KINSHIP CARE  --  FACT SHEET

1) Because the TANF (Temporary Assistance to Needy Families) Block Grant Funding amount has remained the same over the years ($158,258,000) while the TANF caseload has diminished  —- from 70,797 families in June 1995 to 24,680 families in June 2015  -- Virginia has, as a result, the financial resources required to assuage the poverty afflicting many children in the state. In addition, it should be noted that the TANF “carry-forward” from prior fiscal years 2014, 2015, 2016 has been $36, 533,157, $47,528,489, $39,226,072.

2) Unfortunately, although the financial resources have been available to Virginia for many years, the resolve to lighten the burden for impoverished children has been deficient.

3) In addition, there has been a significant gap, actually a grave injustice, in the level of care provided to impoverished children in the Foster Care program and those in the TANF Kinship Care (aka Relative Care) program. For example, two siblings age five and thirteen being cared for in a Foster Care home will receive $1,227 per month--$14,724 per year--plus an annual clothing allowance of $386 and $464; the same children, if being cared for by a relative, receives a mere $254 per month—$3,048 per year--under the TANF program. The only difference between these children in this example is their domicile; one lives with a foster parent and the other with a relative.

4) The example cited above demonstrates how dramatically the cost to the state would escalate if children in TANF households were transferred to the foster care program.

5) Considering the TANF surplus that is available and noted in #1 above, the time for correcting this inequity is long overdue, especially in light of the fact that assistance available to impoverished children living with a relative has increased only twice since 1985; that is twice in 30 years.  

6) In contrast, Foster care support payments increased by 15 percent in FY 2009; these payments are again set to increase in 2016. Even with a 15 percent TANF increase for next year and the following two years, TANF benefits would still lag far behind foster care payments, exacerbating the policy inequity that currently prevails.

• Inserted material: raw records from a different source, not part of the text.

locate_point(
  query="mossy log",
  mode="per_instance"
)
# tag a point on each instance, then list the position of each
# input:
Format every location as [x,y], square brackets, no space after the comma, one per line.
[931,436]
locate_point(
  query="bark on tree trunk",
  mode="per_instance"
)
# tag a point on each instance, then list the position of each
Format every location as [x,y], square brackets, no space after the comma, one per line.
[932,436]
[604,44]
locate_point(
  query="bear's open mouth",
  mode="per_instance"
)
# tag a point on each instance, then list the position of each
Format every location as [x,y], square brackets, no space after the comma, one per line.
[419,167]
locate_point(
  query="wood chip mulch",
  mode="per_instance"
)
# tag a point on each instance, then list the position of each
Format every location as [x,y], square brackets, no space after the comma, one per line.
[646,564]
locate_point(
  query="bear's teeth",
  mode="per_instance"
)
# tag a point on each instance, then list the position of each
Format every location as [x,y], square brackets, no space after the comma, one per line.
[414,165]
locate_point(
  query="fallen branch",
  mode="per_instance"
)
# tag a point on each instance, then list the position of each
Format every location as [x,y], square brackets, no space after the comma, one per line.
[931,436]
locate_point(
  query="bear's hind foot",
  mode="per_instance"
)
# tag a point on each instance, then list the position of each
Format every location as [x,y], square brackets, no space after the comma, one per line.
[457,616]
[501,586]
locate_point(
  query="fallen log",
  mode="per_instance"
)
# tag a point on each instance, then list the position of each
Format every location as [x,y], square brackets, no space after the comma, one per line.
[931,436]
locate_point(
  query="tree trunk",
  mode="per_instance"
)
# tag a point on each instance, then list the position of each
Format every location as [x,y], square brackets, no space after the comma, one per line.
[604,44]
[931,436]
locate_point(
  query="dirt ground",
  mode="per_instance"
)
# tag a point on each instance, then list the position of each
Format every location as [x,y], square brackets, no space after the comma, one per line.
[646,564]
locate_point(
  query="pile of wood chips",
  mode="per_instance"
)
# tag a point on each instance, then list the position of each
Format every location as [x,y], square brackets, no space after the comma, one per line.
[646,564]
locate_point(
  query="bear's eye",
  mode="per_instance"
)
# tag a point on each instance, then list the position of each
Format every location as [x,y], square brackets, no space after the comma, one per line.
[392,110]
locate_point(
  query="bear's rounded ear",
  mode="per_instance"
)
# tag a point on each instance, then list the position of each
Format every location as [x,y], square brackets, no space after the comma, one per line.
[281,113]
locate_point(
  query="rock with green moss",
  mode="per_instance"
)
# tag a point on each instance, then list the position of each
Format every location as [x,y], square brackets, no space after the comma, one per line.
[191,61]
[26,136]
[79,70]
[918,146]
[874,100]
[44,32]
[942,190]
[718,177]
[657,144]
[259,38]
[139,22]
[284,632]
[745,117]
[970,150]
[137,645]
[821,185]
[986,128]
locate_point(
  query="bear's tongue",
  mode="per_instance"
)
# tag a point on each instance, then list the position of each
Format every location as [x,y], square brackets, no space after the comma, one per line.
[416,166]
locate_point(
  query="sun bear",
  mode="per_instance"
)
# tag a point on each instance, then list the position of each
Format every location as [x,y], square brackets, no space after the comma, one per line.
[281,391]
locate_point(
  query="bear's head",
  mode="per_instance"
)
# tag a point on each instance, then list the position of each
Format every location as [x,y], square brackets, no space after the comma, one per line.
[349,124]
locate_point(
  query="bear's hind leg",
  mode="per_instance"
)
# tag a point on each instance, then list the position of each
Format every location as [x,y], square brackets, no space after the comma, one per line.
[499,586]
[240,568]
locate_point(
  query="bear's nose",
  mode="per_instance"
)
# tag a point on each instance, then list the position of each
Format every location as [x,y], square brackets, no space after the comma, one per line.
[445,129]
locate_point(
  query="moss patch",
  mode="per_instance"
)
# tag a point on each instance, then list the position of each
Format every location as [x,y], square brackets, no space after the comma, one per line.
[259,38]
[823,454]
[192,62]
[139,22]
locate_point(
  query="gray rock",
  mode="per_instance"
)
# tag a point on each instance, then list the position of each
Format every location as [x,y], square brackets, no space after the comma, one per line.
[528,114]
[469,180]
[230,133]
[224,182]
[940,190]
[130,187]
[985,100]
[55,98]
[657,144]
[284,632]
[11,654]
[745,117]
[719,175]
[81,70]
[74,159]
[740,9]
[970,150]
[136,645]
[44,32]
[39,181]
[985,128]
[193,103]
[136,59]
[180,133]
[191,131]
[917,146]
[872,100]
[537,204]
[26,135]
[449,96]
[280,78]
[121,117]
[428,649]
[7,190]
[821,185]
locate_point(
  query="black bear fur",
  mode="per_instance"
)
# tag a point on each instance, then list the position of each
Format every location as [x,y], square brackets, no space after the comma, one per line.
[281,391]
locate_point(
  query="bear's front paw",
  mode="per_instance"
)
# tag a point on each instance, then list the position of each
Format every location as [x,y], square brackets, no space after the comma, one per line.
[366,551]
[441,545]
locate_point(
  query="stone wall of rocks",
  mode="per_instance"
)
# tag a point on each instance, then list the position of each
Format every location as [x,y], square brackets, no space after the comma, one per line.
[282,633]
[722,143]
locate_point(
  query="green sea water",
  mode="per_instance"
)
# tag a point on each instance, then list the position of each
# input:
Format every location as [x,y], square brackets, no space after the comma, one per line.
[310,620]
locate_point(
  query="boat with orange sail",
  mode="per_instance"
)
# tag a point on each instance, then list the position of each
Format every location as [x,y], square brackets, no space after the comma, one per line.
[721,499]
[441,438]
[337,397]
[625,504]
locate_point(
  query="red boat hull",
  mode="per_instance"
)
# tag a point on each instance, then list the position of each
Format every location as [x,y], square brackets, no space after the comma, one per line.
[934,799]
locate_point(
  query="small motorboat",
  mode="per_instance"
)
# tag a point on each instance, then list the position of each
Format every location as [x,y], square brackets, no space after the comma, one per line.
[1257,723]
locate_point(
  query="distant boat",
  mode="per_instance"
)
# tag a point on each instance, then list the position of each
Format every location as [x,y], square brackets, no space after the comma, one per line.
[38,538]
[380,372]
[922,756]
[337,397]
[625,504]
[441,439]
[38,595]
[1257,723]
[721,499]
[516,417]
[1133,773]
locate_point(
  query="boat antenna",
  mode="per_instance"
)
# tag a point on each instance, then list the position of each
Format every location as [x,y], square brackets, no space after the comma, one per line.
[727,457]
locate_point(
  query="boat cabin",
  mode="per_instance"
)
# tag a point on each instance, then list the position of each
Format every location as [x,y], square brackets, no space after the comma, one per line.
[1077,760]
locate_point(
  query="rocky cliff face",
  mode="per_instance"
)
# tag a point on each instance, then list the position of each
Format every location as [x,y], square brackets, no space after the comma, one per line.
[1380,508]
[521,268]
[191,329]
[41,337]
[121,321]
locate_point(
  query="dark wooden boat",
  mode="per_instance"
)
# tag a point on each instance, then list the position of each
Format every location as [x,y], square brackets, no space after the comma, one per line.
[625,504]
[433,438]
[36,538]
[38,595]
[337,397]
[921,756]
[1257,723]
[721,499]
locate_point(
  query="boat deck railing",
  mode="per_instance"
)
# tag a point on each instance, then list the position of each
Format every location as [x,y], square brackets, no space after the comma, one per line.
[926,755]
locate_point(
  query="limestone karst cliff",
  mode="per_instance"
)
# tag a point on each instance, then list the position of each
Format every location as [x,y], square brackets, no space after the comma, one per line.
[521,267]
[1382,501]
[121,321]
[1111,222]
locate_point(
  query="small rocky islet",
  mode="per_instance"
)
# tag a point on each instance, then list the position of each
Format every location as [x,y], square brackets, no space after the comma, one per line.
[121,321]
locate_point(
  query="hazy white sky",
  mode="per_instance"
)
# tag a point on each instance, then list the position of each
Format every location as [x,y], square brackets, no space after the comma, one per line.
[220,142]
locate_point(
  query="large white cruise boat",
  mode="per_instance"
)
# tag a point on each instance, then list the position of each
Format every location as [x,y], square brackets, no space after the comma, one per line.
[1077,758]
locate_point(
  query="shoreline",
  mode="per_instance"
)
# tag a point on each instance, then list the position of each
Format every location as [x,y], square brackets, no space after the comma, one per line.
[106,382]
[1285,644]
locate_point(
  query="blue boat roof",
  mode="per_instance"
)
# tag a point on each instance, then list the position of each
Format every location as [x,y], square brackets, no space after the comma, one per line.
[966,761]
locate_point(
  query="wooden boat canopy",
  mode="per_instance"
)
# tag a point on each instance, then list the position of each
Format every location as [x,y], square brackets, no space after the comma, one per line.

A comparable increase in TANF benefits is long past due; this injustice calls for a prompt correction.  

7) TANF benefits are currently supporting roughly 34,680 children in Virginia. Most of these children live with at least one parent, but about a half of them, roughly 17,043 children, live with a relative other than a parent. These relatives, especially grandparents, make tremendous sacrifices to care for these children, i.e., their kin, and they receive little support in doing so--nothing in comparison to what is received by Foster families.

8) Virginia is presented with an opportunity to invest the considerable savings noted above in helping the hard-to-serve families who remain on TANF. As a matter of basic fairness and in light of the moral imperative to set things aright, i.e., do justice, the Governor and General Assembly owe it to Virginia’s neediest children to restore at least a portion of the buying power lost to inflation and, thereby, use TANF funds for their most fundamental purpose, to provide a temporary safety net for families working toward financial independence.  

9) Funding for TANF should be increased no later than FY 2017 by 15 percent, costing $7.5 million, to account for what was lost due to over 25 percent inflation during the past fifteen years. In addition, benefits should be indexed to increase whenever Foster Care rates are increased. Doing so would address the issue of future inflation and allow recipients to continue meeting basic needs and reduce the increasing/unfair disparity between Foster Care payments and TANF benefits for children.